Off the record 13 de septiembre 2018

Todo parece indicar que el dedazo máximo en el PAN de Guanajuato llegó para quedarse.

Con el impulso de Miguel Márquez -quien sigue impuesto como el jefe político del PAN-, Román Cifuentes Negrete ya se perfila para ser el dirigente estatal de este partido que persiste en simular un proceso interno.

Surgido de la estructura conformada por Juan Manuel Oliva, Cifuentes estuvo en la mira como un elemento prescindible dentro de gobierno estatal. Este fue el titular de la Secretaría Particular en el sexenio anterior, función que en cinco años superó para luego tomar la Secretaría de Gobierno cuando Oliva se lanzó a su fugaz aventura en el CEN del PAN.

Después de ese cargo fue casi incomprensible su designación como delegado de la Secretaría de Educación de Guanajuato. Márquez tuvo que entrar en devaneos para justificar su asignación en esa cartera de tercer nivel.

Discreto pero suficiente, el puesto conferido a Román Cifuentes le bastó para operar, mostrar su inclinación por Diego Sinhue Rodríguez cuando Acción Nacional se dividió el año pasado. Hoy ya es de las confianzas del grupo oficial y se prepara para ser el líder estatal.

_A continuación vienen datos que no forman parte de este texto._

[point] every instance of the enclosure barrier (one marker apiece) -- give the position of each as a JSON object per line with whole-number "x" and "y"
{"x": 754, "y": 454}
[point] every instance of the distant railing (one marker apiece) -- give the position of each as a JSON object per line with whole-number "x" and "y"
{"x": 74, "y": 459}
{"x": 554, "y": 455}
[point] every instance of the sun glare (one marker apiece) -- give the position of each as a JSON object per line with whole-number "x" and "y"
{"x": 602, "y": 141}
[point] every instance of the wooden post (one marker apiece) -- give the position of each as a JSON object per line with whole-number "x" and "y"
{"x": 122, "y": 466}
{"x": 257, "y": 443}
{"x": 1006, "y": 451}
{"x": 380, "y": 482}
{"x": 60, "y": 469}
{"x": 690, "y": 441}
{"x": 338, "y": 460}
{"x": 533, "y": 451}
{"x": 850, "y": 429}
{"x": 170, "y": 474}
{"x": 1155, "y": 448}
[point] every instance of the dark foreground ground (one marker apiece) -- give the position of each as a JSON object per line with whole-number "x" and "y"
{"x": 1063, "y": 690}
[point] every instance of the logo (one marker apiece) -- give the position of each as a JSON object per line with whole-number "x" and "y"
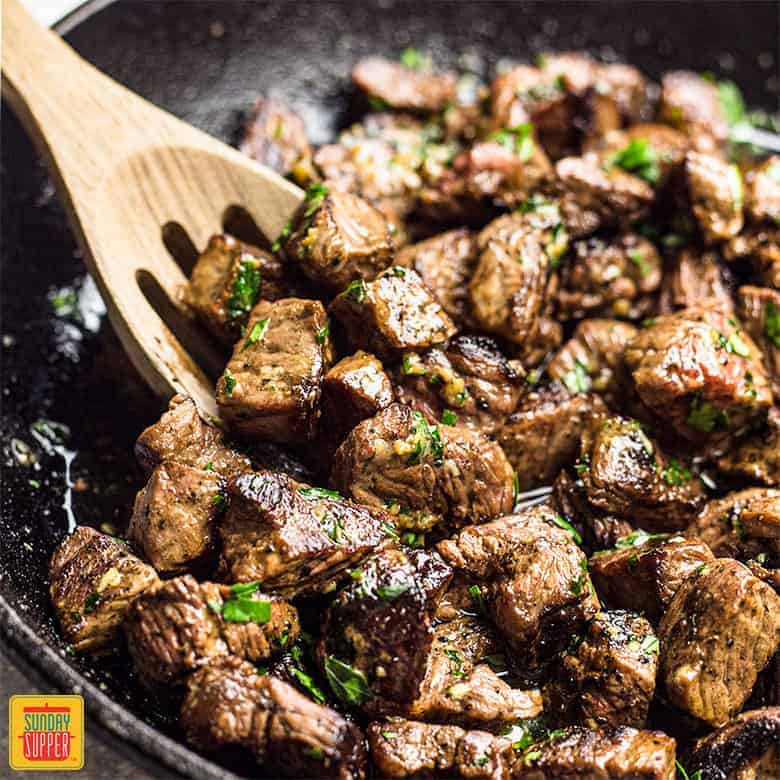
{"x": 46, "y": 732}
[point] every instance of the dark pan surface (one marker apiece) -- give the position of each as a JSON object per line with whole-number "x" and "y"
{"x": 205, "y": 62}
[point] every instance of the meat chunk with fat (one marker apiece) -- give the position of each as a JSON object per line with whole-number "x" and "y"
{"x": 292, "y": 537}
{"x": 468, "y": 384}
{"x": 606, "y": 677}
{"x": 644, "y": 571}
{"x": 379, "y": 630}
{"x": 533, "y": 579}
{"x": 175, "y": 516}
{"x": 699, "y": 372}
{"x": 393, "y": 313}
{"x": 94, "y": 580}
{"x": 424, "y": 474}
{"x": 746, "y": 747}
{"x": 543, "y": 435}
{"x": 336, "y": 237}
{"x": 270, "y": 389}
{"x": 404, "y": 88}
{"x": 612, "y": 278}
{"x": 720, "y": 630}
{"x": 621, "y": 753}
{"x": 445, "y": 263}
{"x": 406, "y": 748}
{"x": 229, "y": 704}
{"x": 182, "y": 436}
{"x": 182, "y": 624}
{"x": 228, "y": 280}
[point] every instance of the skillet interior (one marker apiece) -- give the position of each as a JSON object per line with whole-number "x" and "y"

La duda que queda es cual será su papel como cabeza de un partido que requiere una voz aguerrida frente a un gobierno federal que emana de otro partido, un estatal que estará en la mira, pero sobre todo tres años que serán cruciales. Todavía se recuerda su resquemor para atender al menos, en una entrevista banquetera, a los medios de comunicación.

Tal vez se aquilató más su lealtad que su perfil como político.

Mientras tanto, Humberto Andrade encamina las necesidades burocráticas partidarias. Ayer se instaló la Comisión Organizadora del Proceso de Renovación del Comité Directivo Estatal del PAN, presidida por Rebeca González Passini. Los integrantes rindieron protesta para iniciar los trabajos rumbo a una renovación ya definida.

Sin el fulgor de proceso internos pasados, contiendas apasionadas entre dos o tres grupos, la dirigencia actual se enfoca en hacer la mera tramitología, atender el lineazo lanzado desde la oficina de Miguel Márquez y evitar las “confrontaciones”.